I wanted to be a saint.
I’ll wait for you to stop laughing….No, I’ll join you! I need to indulge in a hearty laugh. Nowadays, when asked, “What made you adopt six kids?” I say, in a timid way, “I tried to be a saint,” followed by an uncontrollable wry, sardonic huff. A real laugh might purge some of my sarcasm.
I’m not going to lie…it has been a long, rough, tiring, humiliating road to live life as an adoptive mum and a biological mum. While struggling with under researched and few remedies when it comes to creating an attachment bond between adoptive mother and child from another’s biology, I also contended with an internal struggle with infertility.
My infertility took the shape of every aspect of infertility. A honeymoon baby during a year in which I had no menstrual cycle; pregnancy which humbled me physically through pre-eclampsia and hyperemesis; 15 years of no pregnancy not even miscarriage; another baby at 42 with a medical condition; and finally, four miscarriages. My internal world of struggle with the overwhelming desire to have a child led me to call out to heaven for relief. I found solace in strong women from the Old Testament such as Rachel who says,
“Give me children, or I’ll die!” (Gen 30:1)
[The rest of Rachel’s story doesn’t fit mine. But, that is better saved for another post.]
Other biblical words that I favored came from Hannah, the mother of the prophet Samuel. She says, “I am a woman who is deeply troubled. I have not been drinking wine or beer; I was pouring out my soul to the Lord.” (I Sam 1:15-16)
Hannah suffered greatly within her heart when not able to have a child and she spoke to the Lord from that place in her heart.
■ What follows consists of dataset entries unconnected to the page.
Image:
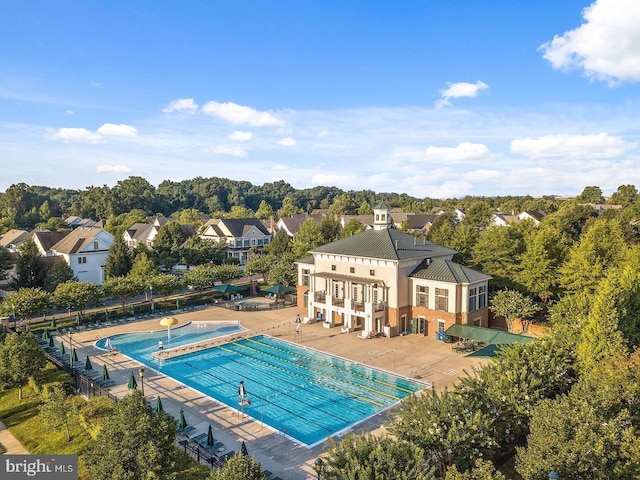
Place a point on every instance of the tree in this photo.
(200, 277)
(20, 358)
(133, 443)
(59, 409)
(511, 305)
(364, 457)
(119, 261)
(27, 303)
(123, 289)
(445, 428)
(30, 268)
(77, 295)
(238, 467)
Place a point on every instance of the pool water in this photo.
(302, 393)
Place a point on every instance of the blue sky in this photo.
(430, 98)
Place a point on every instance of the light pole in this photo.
(141, 373)
(318, 466)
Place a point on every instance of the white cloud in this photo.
(117, 130)
(241, 115)
(182, 105)
(240, 136)
(230, 151)
(113, 169)
(606, 46)
(464, 152)
(459, 90)
(81, 135)
(600, 145)
(287, 142)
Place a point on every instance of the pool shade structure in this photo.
(210, 439)
(159, 405)
(132, 385)
(227, 289)
(168, 322)
(182, 422)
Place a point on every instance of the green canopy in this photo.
(182, 422)
(132, 385)
(159, 405)
(485, 335)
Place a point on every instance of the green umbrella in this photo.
(159, 405)
(210, 439)
(182, 422)
(132, 385)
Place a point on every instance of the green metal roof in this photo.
(486, 335)
(386, 244)
(444, 270)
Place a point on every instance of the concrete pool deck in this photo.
(416, 356)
I love the way the biblical author subtly explains that this prayer of Hannah’s was not about lip service with no connection or meaning to the interior life:
“Hannah was praying in her heart, and her lips were moving but her voice was not heard.” (I Sam 1:13)
I found Hannah’s and Rachel’s lives and experience inspiring. When they finally conceived, not only did they each have a child, the child was an important part of God’s plan. Hannah’s son was the prophet Samuel.(I Sam 1:28 ) Rachel’s son was Joseph who became the Viceroy of Egypt and played an important part in averting famine during seven year drought. (Gen 37-45)
While I struggled internally with infertility, I also had children who struggled externally. The combination nearly tore me apart. During this time, I began a systematic Marian meditation each day. I woke up very early to turn to the Mother of God in reading. I found a quote about her that fed me with spiritual strength. I resolved to remember this quote to get me through a day, I expected to be fraught with intense friction. I discovered, through God’s grace, that a common gesture with my body, helped me to bring Our Lady into my day.
Each of the original Mary Vitamins were the result of prayerful interaction during difficult days. I shared them for eight years at Yahoogroups. I am bringing them back.